I wouldn't think so. someone with more experience might be able to tell you, but I've done the same thing before and it hasn't ever done anything wrong to the buds.
 a lot of growers I know just open it twice a day for 30 minutes each, but I've done it your way, and cured them just as fast, and just as accurate.
 either way, good luck to you and your high.


----------



## HippyInEngland (Sep 8, 2007)

Twice a day for 15 mins and your fine, we all do it different, we all get different results, then again were all doing it in different circumstances and what works for Joe will work different for Henry.

Hippy


----------



## screwdriver (Sep 10, 2007)

The main purpose of burping is to release the water vapor in the jar, but you still want to retain some moisture in the bud during the cure.
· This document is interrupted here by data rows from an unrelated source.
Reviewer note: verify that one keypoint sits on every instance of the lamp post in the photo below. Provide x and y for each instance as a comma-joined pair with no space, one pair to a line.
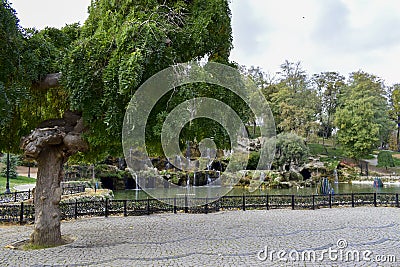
8,174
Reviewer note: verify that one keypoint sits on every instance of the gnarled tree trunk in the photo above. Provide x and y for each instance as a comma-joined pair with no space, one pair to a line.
51,144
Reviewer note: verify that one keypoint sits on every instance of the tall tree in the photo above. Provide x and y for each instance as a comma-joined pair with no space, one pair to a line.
295,103
362,115
121,44
329,85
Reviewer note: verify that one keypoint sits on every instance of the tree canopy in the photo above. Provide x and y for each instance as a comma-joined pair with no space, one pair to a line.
123,43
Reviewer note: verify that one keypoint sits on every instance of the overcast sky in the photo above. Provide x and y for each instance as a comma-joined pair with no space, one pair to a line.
325,35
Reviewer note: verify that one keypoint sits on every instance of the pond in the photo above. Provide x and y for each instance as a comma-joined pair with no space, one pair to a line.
203,191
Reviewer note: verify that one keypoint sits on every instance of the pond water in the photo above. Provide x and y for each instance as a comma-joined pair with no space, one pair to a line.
204,191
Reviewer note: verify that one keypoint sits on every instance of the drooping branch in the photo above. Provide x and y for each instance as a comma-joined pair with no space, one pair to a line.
50,81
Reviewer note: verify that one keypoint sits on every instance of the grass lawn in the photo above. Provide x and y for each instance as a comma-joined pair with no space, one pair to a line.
14,182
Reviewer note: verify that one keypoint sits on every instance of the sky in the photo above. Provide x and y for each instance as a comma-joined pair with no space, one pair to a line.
324,35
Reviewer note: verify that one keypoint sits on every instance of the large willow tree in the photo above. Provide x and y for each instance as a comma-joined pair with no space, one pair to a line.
122,43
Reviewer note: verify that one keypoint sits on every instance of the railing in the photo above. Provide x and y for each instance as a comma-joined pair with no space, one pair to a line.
19,196
72,210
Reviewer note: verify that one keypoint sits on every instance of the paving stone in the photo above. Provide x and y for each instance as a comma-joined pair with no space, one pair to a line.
227,238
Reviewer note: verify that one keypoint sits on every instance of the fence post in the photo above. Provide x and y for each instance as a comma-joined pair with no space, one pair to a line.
175,205
313,202
148,206
292,202
106,209
76,209
21,214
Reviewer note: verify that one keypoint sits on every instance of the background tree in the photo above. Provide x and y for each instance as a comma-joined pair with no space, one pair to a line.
362,115
329,86
121,44
295,103
291,150
385,159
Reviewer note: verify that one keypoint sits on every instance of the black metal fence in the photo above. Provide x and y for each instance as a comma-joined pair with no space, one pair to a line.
25,195
25,212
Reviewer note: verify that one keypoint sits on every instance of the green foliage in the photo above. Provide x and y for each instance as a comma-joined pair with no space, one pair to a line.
329,86
13,182
26,57
14,162
290,150
362,117
385,159
294,103
122,44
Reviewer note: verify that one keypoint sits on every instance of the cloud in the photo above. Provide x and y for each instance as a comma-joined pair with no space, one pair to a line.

Opening a jar that often may tend to over dry in the long run, but stealing a nugget and covering the jar in a short time wouldn't hurt.


----------



## ktownlegend (Sep 10, 2007)

i'd sya ur multiple small burbs are probly as effective as less bigger burps. like Hippy said, not everything works the same. but all in all, if you end up drying them out too much. just go down to ur local tobacco shop and see if u can find a humidor disk it'll be this little round plastic or metal disk u soak in a cup of water. then toss it in the jar with ur nugs. that will bring the moisture back into ur nugs.  kind of restarting the curing process so to speak. but if done properly will be similar to keep ur buds in a humidor. they will always be crispy enough to smoke, but not crispy enough to turn to dust when ur breaking it up.

Fire it up

KT


----------



## Growdude (Sep 10, 2007)

I like to let my fingers tell me what to do, sometimes the buds seem to moisten up in the jar so if its a little more than I like I might open the jars longer or if they feel almost wet again ill take them back out.

I dont think there is a single method that is best to cover for all the variables.


----------



## Dewayne (Sep 12, 2007)

Yeah, most just do it their own way. I wax paper and lay it out on a table i take the jar and carefully lay the bud out on the wax paper for 5 mins and i do that 2-3 sometimes 4 if needed. Somtimes you can definately feel the bud get moist in the jar so it's all circumstance dependant. Do it how you feel comfortable and just take out a bud and feel it see if it's more moist or getting too dry. You should be fine bro, take care and good luck!! lemme here a smoke report! 

~Burn One~
Dewayne


----------